For the first half of the year, the policy interest rate held steady at 3.25%, though in July the Monetary Policy Committee (MPC) of the BOT raised it by 25 basis percentage points (bpp), followed by another 25bpp hike in August. At its final meeting of 2008, on December 3, the MPC cut a full percentage point, down to 2.75% - the largest cut in eight years.

While the BOT has demonstrated its willingness to tighten monetary policy when necessary, the government has proposed a $1.4bn package of targeted tax cuts and social payments in keeping with its mandate to boost growth and tackle poverty.

On October 26, Deputy Prime Minister Olarn Chaipravat unveiled an economic stimulus package, pledging $35.78bn to stimulate growth and prevent an economic crisis. One of the key aims of the new deal is to prevent companies defaulting on their loans, which would undermine banks' balance sheets and risk shaking confidence in the banking sector, which has become one of the stronger sectors in the Thai economy.

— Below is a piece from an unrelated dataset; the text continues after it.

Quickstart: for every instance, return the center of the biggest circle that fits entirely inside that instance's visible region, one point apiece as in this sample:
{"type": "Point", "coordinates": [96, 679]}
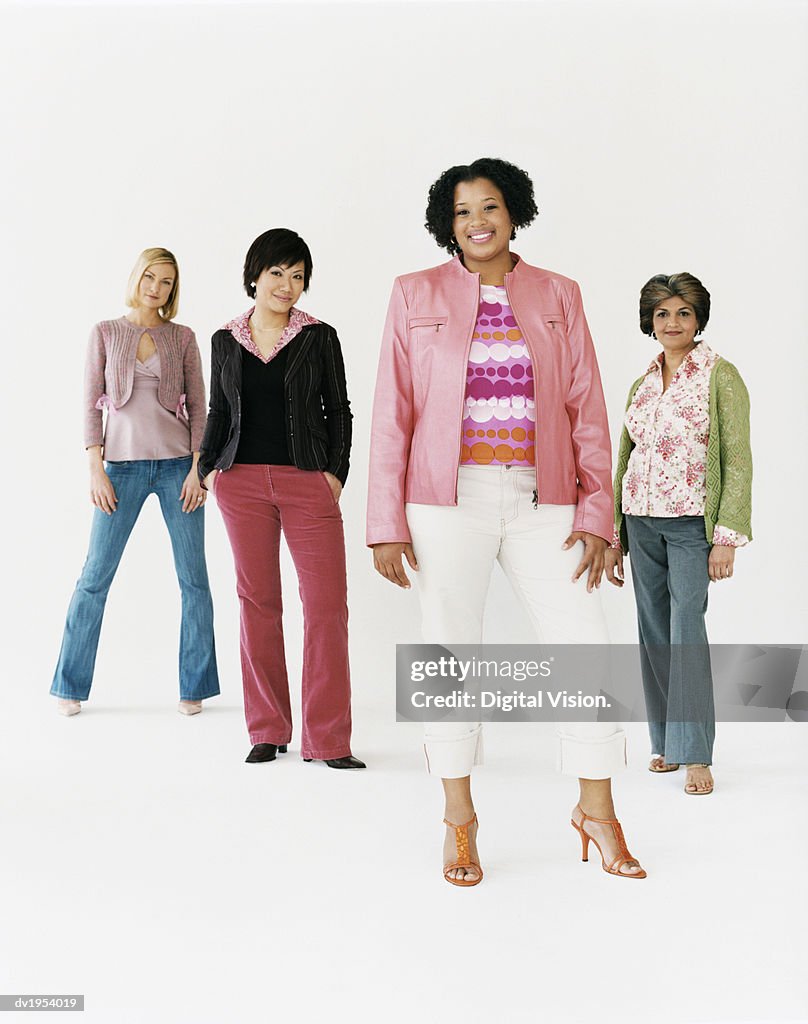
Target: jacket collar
{"type": "Point", "coordinates": [457, 266]}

The BOT expects growth to shrink to 3.8-5% next year, compared to 4.3%-5% in 2008, while the FTI estimates a narrower band of 3.8%-4% for 2009. The FTI has also issued a warning that 1m Thai jobs could be at risk next year.

As Thailand moves into 2009, observers can expect to see the continued aftershocks of this year's political earthquake as the government emerges in a new form. Following a year of political and economic strife, the country should see a return to a more stable business environment.